Fine‐Scale Structure of the 2016–2017 Central Italy Seismic Sequence From Data Recorded at the Italian National Network

Abstract We explore the three‐dimensional structure of the 2016–2017 Central Italy sequence using ~34,000 M L  ≥ 1.5 earthquakes that occurred between August 2016 and January 2018. We applied cross‐correlation and double‐difference location methods to waveform and parametric data routinely produced at the Italian National Institute of Geophysics and Volcanology. The sequence activated an 80 km long system of normal faults and near‐horizontal detachment faults through the M W 6.0 Amatrice, the M W 5.9 Visso, and the M W 6.5 Norcia mainshocks and aftershocks. The system has an average strike of N155°E and dips 38°–55° southwestward and is segmented into 15–30 km long faults individually activated by the cascade of M W  ≥ 5.0 shocks. The two main normal fault segments, Mt. Vettore‐Mt. Bove to the North and Mt. della Laga to the South, are separated by an NNE‐SSW‐trending lateral ramp of the Sibillini thrust, a regional structure inherited from the previous compressional tectonic phase putting into contact diverse lithologies with different seismicity patterns. Space‐time reconstruction of the fault system supports a composite rupture scenario previously proposed for the M W 6.5 Norcia earthquake, where the rupture possibly propagated also along an oblique portion of the Sibillini thrust.

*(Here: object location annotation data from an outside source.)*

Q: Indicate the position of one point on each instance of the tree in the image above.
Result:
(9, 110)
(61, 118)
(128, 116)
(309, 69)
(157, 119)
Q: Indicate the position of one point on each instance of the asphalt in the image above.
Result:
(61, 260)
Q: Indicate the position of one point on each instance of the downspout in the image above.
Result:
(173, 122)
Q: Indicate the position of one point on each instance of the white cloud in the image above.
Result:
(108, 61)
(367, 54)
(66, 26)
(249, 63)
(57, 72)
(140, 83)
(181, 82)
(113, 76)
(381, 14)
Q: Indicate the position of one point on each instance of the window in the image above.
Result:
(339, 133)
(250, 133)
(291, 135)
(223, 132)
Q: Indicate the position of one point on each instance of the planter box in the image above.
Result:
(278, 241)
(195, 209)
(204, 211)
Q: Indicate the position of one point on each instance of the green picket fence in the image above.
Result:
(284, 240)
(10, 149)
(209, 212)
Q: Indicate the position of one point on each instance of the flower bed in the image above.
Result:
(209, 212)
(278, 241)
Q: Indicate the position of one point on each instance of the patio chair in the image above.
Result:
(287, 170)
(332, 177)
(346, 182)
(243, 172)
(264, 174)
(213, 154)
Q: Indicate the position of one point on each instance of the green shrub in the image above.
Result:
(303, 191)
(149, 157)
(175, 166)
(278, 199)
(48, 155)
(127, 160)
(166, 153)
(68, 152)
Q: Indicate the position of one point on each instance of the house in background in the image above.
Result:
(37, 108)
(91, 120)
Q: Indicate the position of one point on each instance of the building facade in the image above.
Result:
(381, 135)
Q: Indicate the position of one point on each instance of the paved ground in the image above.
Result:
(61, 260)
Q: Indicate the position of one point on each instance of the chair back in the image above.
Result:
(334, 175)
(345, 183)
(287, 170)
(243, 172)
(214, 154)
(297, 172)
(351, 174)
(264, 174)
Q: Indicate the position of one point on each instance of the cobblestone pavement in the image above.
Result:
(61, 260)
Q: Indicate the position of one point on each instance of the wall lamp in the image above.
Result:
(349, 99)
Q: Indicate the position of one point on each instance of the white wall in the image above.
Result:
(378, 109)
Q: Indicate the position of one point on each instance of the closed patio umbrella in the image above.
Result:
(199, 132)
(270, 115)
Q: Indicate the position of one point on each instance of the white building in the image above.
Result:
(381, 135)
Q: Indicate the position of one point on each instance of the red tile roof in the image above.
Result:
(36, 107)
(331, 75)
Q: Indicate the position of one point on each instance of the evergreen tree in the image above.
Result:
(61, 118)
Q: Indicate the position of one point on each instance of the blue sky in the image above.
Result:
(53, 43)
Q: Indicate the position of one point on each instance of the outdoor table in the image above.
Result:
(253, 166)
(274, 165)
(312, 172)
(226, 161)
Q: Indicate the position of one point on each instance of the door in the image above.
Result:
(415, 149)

This dissected set of normal fault segments is bounded at 8–10 km depth by a continuous 2 km thick seismicity layer of extensional nature slightly dipping eastward and interpreted as a shear zone. All three mainshocks in the sequence nucleated along the high‐angle planes at significant distance from the shear zone, thus complicating the interpretation of the mechanisms driving strain partitioning between these structures.